The phrasing “the actions you allow” is the quiet indictment. Denton isn’t only talking about perpetrators; he’s talking about enablers, voters, congregations, families - the people who outsource conscience to ideology and then call that surrender “virtue.” The sentence structure mirrors the mechanism he’s criticizing: faith “can tell you” - as if it’s an external authority whispering permissions. That ventriloquism is the subtext: when certainty speaks, accountability goes mute.
His examples are calibrated to collapse a false hierarchy. Dropping bombs and hating homosexuals sit on the same moral continuum, not because they’re identical, but because both can be justified through the same rhetorical shortcut: dehumanize, sanctify, proceed. It’s also a very Australian, post-9/11 liberal warning, reflecting a culture that has watched “values” language get drafted into war talk and culture-war policing.

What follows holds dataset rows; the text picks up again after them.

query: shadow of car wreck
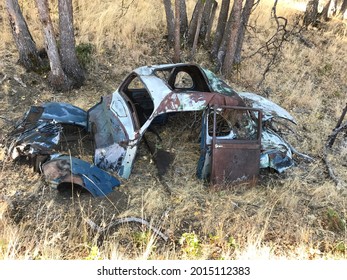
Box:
[8,63,312,196]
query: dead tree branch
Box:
[328,103,347,148]
[85,217,169,241]
[323,121,347,189]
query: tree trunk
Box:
[320,0,331,21]
[6,0,43,71]
[173,0,181,63]
[234,0,254,64]
[187,0,204,45]
[205,0,218,46]
[339,0,347,18]
[163,0,175,42]
[304,0,319,26]
[217,0,236,69]
[180,0,188,36]
[200,0,213,42]
[58,0,85,87]
[211,0,230,61]
[222,0,242,75]
[191,1,204,57]
[36,0,71,91]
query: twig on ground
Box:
[85,217,169,241]
[0,75,7,85]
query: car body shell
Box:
[9,63,295,196]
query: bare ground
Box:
[0,15,347,259]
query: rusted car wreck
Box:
[8,63,302,196]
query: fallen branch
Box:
[323,120,347,189]
[85,217,169,241]
[0,75,7,85]
[328,104,347,148]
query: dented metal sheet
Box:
[239,92,296,124]
[211,106,261,184]
[9,102,87,159]
[42,156,120,197]
[9,63,304,196]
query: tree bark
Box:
[234,0,254,64]
[187,0,204,45]
[58,0,85,87]
[304,0,319,26]
[173,0,181,63]
[211,0,230,61]
[180,0,188,36]
[205,0,218,46]
[36,0,72,91]
[222,0,242,75]
[339,0,347,18]
[6,0,44,71]
[217,0,236,69]
[163,0,175,42]
[191,1,204,57]
[320,0,331,21]
[199,0,213,42]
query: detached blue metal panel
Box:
[42,156,120,197]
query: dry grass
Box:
[0,0,347,259]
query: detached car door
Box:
[198,106,261,184]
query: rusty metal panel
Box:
[211,106,261,185]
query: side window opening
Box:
[208,109,257,140]
[123,75,154,126]
[174,71,194,89]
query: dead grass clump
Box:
[0,0,347,259]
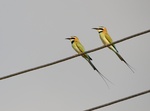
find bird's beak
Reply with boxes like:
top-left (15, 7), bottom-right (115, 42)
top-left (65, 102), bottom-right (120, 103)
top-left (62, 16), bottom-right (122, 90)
top-left (92, 28), bottom-right (99, 30)
top-left (66, 38), bottom-right (71, 40)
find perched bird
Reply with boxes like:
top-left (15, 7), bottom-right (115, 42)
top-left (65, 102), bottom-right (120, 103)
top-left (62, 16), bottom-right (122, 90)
top-left (93, 26), bottom-right (134, 73)
top-left (66, 36), bottom-right (111, 86)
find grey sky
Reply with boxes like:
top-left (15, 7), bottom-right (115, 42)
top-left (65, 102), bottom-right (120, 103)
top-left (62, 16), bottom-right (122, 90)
top-left (0, 0), bottom-right (150, 111)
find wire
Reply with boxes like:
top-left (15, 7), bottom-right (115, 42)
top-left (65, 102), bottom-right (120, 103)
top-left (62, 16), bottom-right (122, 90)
top-left (0, 29), bottom-right (150, 80)
top-left (84, 90), bottom-right (150, 111)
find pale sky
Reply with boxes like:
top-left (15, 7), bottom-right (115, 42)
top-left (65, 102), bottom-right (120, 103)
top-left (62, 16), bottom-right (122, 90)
top-left (0, 0), bottom-right (150, 111)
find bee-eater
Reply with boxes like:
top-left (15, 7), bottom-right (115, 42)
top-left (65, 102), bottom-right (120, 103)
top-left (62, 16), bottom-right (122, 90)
top-left (93, 26), bottom-right (134, 73)
top-left (66, 36), bottom-right (111, 86)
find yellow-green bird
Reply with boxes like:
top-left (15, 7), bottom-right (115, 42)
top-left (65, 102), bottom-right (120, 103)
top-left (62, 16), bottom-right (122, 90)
top-left (93, 26), bottom-right (134, 73)
top-left (66, 36), bottom-right (111, 86)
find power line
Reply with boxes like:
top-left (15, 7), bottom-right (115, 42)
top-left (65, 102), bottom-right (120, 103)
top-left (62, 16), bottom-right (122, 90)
top-left (84, 90), bottom-right (150, 111)
top-left (0, 29), bottom-right (150, 80)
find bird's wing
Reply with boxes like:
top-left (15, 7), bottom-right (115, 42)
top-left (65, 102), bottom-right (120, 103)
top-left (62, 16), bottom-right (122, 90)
top-left (105, 34), bottom-right (118, 52)
top-left (76, 42), bottom-right (92, 60)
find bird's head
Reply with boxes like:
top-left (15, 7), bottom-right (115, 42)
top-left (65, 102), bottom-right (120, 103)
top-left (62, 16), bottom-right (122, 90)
top-left (92, 26), bottom-right (107, 33)
top-left (66, 36), bottom-right (79, 43)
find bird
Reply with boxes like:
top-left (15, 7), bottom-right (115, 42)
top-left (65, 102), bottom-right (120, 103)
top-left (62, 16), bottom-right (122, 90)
top-left (92, 26), bottom-right (134, 73)
top-left (66, 36), bottom-right (112, 87)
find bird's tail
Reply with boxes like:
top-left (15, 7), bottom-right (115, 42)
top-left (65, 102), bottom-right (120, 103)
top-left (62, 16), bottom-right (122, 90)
top-left (88, 60), bottom-right (112, 88)
top-left (115, 52), bottom-right (134, 73)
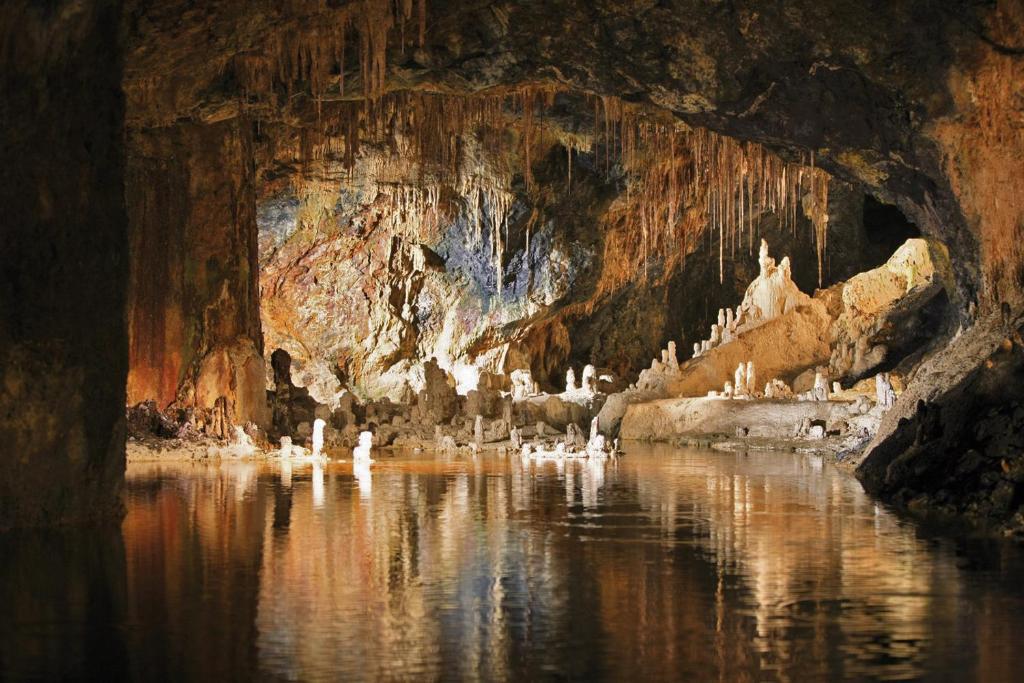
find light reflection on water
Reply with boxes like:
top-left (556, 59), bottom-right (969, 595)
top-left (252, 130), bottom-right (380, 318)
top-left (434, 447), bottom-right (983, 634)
top-left (0, 445), bottom-right (1024, 681)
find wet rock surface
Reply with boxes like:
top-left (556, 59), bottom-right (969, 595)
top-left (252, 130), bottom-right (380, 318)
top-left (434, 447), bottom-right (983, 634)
top-left (857, 322), bottom-right (1024, 538)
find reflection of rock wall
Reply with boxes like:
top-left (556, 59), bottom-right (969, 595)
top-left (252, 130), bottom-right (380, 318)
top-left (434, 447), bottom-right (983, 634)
top-left (126, 120), bottom-right (267, 424)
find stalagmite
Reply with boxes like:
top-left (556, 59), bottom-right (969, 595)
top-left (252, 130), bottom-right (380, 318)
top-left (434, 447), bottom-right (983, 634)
top-left (311, 461), bottom-right (324, 508)
top-left (874, 373), bottom-right (896, 411)
top-left (312, 418), bottom-right (327, 458)
top-left (509, 425), bottom-right (522, 450)
top-left (732, 362), bottom-right (746, 398)
top-left (583, 365), bottom-right (597, 393)
top-left (811, 371), bottom-right (828, 400)
top-left (352, 431), bottom-right (374, 464)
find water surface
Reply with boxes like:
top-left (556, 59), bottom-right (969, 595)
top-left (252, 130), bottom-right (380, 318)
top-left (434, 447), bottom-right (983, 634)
top-left (0, 446), bottom-right (1024, 681)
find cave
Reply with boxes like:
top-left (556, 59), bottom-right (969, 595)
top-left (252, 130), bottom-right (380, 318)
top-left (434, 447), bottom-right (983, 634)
top-left (0, 0), bottom-right (1024, 680)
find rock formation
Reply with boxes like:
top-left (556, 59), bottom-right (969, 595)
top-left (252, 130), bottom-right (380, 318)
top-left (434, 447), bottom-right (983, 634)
top-left (0, 0), bottom-right (1024, 540)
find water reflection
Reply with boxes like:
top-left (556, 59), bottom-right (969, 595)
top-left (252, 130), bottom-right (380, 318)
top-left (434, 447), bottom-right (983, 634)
top-left (0, 447), bottom-right (1024, 680)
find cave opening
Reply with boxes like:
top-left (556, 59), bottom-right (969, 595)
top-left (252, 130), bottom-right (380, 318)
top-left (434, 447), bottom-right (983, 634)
top-left (0, 0), bottom-right (1024, 679)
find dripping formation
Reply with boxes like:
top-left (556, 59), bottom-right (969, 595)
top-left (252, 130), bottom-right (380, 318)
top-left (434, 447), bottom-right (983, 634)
top-left (262, 84), bottom-right (828, 301)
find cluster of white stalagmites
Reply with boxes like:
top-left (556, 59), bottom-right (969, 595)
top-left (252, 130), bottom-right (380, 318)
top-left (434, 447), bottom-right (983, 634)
top-left (797, 370), bottom-right (831, 400)
top-left (636, 341), bottom-right (679, 391)
top-left (874, 373), bottom-right (896, 411)
top-left (565, 365), bottom-right (599, 396)
top-left (764, 378), bottom-right (793, 398)
top-left (509, 370), bottom-right (541, 400)
top-left (693, 240), bottom-right (810, 357)
top-left (520, 418), bottom-right (618, 460)
top-left (352, 432), bottom-right (374, 465)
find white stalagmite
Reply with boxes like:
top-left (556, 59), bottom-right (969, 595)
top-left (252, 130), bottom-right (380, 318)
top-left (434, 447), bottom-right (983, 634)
top-left (473, 415), bottom-right (483, 447)
top-left (732, 362), bottom-right (746, 396)
top-left (352, 432), bottom-right (374, 465)
top-left (811, 371), bottom-right (828, 400)
top-left (874, 373), bottom-right (896, 410)
top-left (313, 418), bottom-right (327, 458)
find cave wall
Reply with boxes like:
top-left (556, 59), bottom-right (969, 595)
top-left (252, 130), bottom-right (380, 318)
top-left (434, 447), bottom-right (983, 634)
top-left (125, 119), bottom-right (268, 425)
top-left (0, 0), bottom-right (128, 530)
top-left (258, 116), bottom-right (890, 402)
top-left (121, 0), bottom-right (1024, 323)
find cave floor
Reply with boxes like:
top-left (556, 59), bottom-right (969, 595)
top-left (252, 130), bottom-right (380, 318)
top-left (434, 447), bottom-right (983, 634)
top-left (0, 443), bottom-right (1024, 680)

Denton’s intent is provocation with a safeguard: he names homosexuality specifically to force listeners to notice how “faith” too often becomes a socially acceptable delivery system for prejudice. The line doesn’t ask you to abandon belief; it dares you to distrust any belief that feels too clean to question.
The phrasing “the actions you allow” is the quiet indictment. Denton isn’t only talking about perpetrators; he’s talking about enablers, voters, congregations, families - the people who outsource conscience to ideology and then call that surrender “virtue.” The sentence structure mirrors the mechanism he’s criticizing: faith “can tell you” - as if it’s an external authority whispering permissions. That ventriloquism is the subtext: when certainty speaks, accountability goes mute.

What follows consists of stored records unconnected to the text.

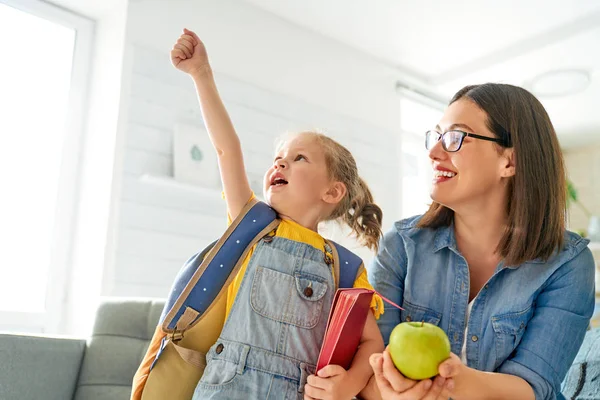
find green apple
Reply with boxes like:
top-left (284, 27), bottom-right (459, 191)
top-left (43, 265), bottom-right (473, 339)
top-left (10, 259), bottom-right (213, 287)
top-left (388, 322), bottom-right (450, 381)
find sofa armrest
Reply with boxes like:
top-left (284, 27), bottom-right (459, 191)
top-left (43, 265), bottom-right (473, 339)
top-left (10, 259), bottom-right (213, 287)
top-left (0, 333), bottom-right (86, 400)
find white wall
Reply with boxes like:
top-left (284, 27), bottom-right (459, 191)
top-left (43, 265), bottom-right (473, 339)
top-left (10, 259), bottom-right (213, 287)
top-left (103, 0), bottom-right (400, 297)
top-left (564, 146), bottom-right (600, 230)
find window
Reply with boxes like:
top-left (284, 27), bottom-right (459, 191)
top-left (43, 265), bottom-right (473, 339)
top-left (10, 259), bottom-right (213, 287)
top-left (0, 0), bottom-right (93, 331)
top-left (400, 96), bottom-right (442, 218)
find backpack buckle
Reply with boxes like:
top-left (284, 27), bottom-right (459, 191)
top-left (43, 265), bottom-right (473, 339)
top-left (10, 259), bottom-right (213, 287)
top-left (169, 330), bottom-right (184, 343)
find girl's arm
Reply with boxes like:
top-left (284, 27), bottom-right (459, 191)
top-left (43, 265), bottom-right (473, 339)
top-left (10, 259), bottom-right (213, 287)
top-left (171, 29), bottom-right (252, 220)
top-left (304, 312), bottom-right (383, 400)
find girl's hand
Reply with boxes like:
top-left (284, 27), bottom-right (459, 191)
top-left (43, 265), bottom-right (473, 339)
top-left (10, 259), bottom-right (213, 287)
top-left (369, 349), bottom-right (460, 400)
top-left (304, 365), bottom-right (356, 400)
top-left (171, 29), bottom-right (209, 75)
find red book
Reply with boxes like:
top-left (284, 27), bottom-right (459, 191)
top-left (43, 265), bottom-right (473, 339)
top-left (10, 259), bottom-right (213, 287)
top-left (317, 288), bottom-right (375, 372)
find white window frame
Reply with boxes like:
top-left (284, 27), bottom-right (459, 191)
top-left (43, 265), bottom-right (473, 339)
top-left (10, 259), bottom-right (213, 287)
top-left (0, 0), bottom-right (95, 332)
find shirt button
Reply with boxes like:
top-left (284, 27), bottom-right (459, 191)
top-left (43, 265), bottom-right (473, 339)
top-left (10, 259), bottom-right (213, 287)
top-left (304, 287), bottom-right (312, 297)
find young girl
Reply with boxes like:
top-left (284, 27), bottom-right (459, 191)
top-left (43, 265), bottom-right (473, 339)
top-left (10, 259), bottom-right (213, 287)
top-left (171, 29), bottom-right (383, 400)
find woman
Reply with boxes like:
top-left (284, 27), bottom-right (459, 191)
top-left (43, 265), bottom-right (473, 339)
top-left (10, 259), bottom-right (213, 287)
top-left (369, 83), bottom-right (594, 400)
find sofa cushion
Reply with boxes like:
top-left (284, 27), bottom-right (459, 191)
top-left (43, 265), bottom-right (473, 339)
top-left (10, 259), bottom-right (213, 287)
top-left (74, 298), bottom-right (164, 400)
top-left (0, 334), bottom-right (85, 400)
top-left (562, 328), bottom-right (600, 400)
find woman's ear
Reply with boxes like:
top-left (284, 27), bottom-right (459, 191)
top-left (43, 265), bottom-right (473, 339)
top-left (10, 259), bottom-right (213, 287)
top-left (323, 182), bottom-right (348, 204)
top-left (500, 148), bottom-right (516, 178)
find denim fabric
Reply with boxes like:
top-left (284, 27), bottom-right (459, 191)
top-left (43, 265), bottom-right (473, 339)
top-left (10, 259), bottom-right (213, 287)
top-left (369, 216), bottom-right (594, 399)
top-left (193, 237), bottom-right (335, 400)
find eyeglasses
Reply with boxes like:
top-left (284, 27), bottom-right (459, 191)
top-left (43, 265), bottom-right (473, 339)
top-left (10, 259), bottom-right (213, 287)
top-left (425, 130), bottom-right (505, 153)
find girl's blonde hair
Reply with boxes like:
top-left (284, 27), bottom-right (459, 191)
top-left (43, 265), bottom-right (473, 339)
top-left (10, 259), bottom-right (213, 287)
top-left (300, 132), bottom-right (383, 251)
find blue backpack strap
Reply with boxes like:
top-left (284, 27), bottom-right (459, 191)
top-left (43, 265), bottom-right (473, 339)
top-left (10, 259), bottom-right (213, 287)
top-left (160, 200), bottom-right (279, 333)
top-left (328, 240), bottom-right (363, 289)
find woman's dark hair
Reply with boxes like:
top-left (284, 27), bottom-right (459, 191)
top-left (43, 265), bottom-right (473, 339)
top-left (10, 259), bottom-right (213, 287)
top-left (418, 83), bottom-right (566, 266)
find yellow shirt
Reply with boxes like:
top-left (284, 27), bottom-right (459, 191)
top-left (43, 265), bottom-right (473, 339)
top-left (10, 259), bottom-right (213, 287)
top-left (225, 196), bottom-right (383, 318)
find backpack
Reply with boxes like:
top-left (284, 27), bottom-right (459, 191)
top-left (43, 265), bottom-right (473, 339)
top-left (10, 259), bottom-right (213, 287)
top-left (131, 199), bottom-right (363, 400)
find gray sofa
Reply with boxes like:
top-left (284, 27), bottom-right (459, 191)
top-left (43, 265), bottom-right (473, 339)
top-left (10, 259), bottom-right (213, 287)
top-left (0, 299), bottom-right (600, 400)
top-left (0, 299), bottom-right (164, 400)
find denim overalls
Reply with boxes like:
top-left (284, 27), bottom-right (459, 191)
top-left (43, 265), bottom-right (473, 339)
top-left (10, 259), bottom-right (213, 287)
top-left (193, 236), bottom-right (335, 400)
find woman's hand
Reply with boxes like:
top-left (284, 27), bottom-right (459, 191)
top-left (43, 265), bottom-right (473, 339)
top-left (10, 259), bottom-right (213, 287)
top-left (171, 29), bottom-right (210, 75)
top-left (369, 349), bottom-right (454, 400)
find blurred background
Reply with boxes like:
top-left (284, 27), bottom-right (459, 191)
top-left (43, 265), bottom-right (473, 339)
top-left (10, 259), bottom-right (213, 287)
top-left (0, 0), bottom-right (600, 335)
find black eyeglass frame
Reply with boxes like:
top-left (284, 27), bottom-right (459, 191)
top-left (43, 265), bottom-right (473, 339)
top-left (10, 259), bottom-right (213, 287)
top-left (425, 129), bottom-right (510, 153)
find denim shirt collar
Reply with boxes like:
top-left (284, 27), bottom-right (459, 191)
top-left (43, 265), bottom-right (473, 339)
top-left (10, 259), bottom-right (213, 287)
top-left (433, 221), bottom-right (460, 254)
top-left (433, 221), bottom-right (510, 272)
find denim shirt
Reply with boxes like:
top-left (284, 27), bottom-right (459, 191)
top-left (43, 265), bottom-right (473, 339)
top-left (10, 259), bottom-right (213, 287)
top-left (369, 216), bottom-right (594, 399)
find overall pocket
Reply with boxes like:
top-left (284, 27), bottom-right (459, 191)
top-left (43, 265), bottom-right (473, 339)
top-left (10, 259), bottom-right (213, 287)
top-left (199, 342), bottom-right (239, 389)
top-left (492, 307), bottom-right (533, 369)
top-left (250, 266), bottom-right (327, 328)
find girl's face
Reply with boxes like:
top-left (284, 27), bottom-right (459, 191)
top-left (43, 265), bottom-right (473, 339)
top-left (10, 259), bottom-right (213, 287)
top-left (429, 98), bottom-right (514, 212)
top-left (264, 134), bottom-right (332, 221)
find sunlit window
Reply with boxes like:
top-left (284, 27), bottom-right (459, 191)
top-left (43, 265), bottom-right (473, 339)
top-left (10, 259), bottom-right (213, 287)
top-left (0, 3), bottom-right (75, 312)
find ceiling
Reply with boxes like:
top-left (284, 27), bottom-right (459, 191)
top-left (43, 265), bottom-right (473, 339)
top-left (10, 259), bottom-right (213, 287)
top-left (245, 0), bottom-right (600, 147)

His examples are calibrated to collapse a false hierarchy. Dropping bombs and hating homosexuals sit on the same moral continuum, not because they’re identical, but because both can be justified through the same rhetorical shortcut: dehumanize, sanctify, proceed. It’s also a very Australian, post-9/11 liberal warning, reflecting a culture that has watched “values” language get drafted into war talk and culture-war policing.
Denton’s intent is provocation with a safeguard: he names homosexuality specifically to force listeners to notice how “faith” too often becomes a socially acceptable delivery system for prejudice. The line doesn’t ask you to abandon belief; it dares you to distrust any belief that feels too clean to question.